Anti-terrorist show 'Wanted' to bow in July
By James Hibberd
LOS ANGELES (Hollywood Reporter) - NBC News has scheduled its controversial to-catch-a-terrorist investigative program, in which an elite team hunts war criminals.
"The Wanted" will premiere Monday, July 20, at 10 p.m. with specialists in counterterrorism, foreign intelligence, war crimes and investigative journalism profiling suspected international terrorists.
"We hope this program sheds light on an overlooked story," said David Corvo, executive producer at NBC News. "It is surprising how many people with serious accusations against them are living openly and avoiding any sort of judicial process."
The project drew criticism when it was first made public in February, with government officials saying the effort could interfere with ongoing criminal investigations, and human rights advocates concerned about the program making false accusations. Lingering distaste from the news division's similarly law-enforcement-trumping "To Catch a Predator" segments on "Dateline," which went after accused sex crimes perpetrators, has also led to worries about the new program.

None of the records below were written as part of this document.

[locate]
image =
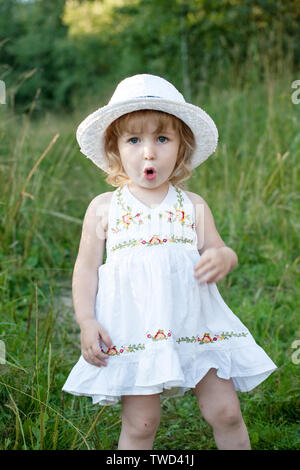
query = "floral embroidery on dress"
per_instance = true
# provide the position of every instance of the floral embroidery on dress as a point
(172, 216)
(154, 240)
(161, 335)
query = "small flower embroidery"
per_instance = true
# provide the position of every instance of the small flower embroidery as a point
(160, 334)
(206, 338)
(126, 219)
(180, 215)
(154, 240)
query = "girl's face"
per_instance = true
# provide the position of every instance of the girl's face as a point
(148, 148)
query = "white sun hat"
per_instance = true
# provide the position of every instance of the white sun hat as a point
(145, 91)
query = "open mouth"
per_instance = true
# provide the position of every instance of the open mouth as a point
(150, 173)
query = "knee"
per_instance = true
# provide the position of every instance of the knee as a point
(223, 416)
(141, 426)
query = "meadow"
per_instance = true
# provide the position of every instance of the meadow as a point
(251, 184)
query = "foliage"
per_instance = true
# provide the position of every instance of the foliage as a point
(75, 48)
(252, 187)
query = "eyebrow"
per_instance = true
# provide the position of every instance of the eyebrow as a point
(153, 133)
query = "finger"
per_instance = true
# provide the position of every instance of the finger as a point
(202, 263)
(209, 276)
(105, 336)
(204, 270)
(94, 359)
(97, 353)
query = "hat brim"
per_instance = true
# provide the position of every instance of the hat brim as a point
(91, 131)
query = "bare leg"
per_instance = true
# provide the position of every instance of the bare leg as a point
(219, 404)
(140, 421)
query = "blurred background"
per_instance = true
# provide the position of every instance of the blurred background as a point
(59, 61)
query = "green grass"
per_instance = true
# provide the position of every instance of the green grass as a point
(252, 187)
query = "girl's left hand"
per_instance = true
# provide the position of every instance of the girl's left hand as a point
(214, 264)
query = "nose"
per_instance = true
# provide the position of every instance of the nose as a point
(148, 150)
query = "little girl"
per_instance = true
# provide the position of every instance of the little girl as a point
(153, 323)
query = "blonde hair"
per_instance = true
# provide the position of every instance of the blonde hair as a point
(129, 122)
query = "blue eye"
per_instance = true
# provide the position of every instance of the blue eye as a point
(133, 140)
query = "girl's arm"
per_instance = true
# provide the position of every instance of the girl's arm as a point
(85, 281)
(217, 259)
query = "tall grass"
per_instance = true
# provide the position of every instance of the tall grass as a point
(252, 187)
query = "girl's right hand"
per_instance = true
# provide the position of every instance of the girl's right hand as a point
(91, 333)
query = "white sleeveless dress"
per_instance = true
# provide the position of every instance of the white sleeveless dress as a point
(167, 330)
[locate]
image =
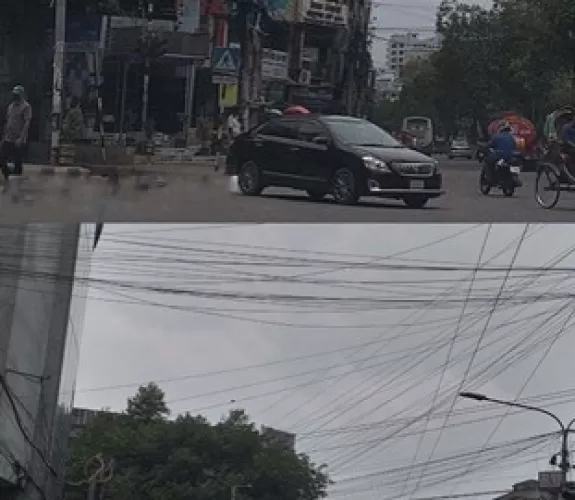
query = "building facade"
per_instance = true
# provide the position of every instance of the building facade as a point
(409, 47)
(44, 270)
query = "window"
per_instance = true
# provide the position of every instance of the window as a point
(308, 131)
(361, 133)
(280, 128)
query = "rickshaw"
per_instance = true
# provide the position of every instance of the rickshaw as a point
(556, 172)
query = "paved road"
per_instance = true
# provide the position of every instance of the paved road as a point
(203, 196)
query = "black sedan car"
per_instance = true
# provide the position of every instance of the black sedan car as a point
(341, 156)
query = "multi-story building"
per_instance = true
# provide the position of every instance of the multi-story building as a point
(528, 490)
(277, 438)
(44, 270)
(387, 86)
(405, 48)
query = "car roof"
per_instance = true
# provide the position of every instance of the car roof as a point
(319, 116)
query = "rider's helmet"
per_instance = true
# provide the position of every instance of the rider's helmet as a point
(505, 127)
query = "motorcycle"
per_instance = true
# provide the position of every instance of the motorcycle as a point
(505, 176)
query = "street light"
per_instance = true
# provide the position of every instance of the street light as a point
(235, 488)
(565, 429)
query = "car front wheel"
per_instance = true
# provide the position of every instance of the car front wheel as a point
(344, 187)
(250, 179)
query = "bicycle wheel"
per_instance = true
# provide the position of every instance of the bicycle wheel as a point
(547, 187)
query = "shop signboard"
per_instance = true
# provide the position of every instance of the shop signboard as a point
(327, 12)
(188, 15)
(275, 65)
(83, 33)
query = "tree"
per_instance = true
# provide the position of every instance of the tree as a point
(148, 405)
(190, 458)
(516, 55)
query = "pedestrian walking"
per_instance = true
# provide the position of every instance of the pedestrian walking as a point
(233, 124)
(15, 137)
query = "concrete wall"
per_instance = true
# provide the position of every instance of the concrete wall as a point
(43, 322)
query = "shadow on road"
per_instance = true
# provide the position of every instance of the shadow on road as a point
(372, 203)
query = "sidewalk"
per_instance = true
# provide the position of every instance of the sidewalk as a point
(156, 166)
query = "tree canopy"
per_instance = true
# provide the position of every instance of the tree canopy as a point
(516, 55)
(188, 457)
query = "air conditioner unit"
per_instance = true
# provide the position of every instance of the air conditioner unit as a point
(304, 77)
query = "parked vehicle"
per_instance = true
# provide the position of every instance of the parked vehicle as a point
(420, 129)
(460, 148)
(341, 156)
(505, 176)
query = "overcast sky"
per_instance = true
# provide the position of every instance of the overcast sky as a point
(398, 16)
(347, 335)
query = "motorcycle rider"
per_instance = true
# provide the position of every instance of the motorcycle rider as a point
(503, 147)
(568, 136)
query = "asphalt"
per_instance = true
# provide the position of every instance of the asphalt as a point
(183, 193)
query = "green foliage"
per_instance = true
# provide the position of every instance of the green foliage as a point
(516, 55)
(148, 405)
(188, 457)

"'The Wanted' is about seeking justice for the many victims of terrorism and atrocity around the world," said David Crane, a former U.S. intelligence official. "It will start a national conversation, an important dialogue about war crimes, crimes against humanity, genocide, and international terrorism, as well as the indifference and political cynicism that hampers international criminal law and the quest for justice."
The premiere will follow Mullah Krekar, the leader of an internationally designated terrorist organization who has been living in Norway. The second episode is set in Germany, where purported Al-Qaeda supporter Mamoun Darkazanli remains free.
"It's like nothing you've ever seen on TV before," promised executive producers Charlie Ebersol and Adam Ciralsky in a statement. "The pairing of rigorous investigative journalism with high-end production values has resulted in a fast-paced show which we hope will leave viewers wanting more."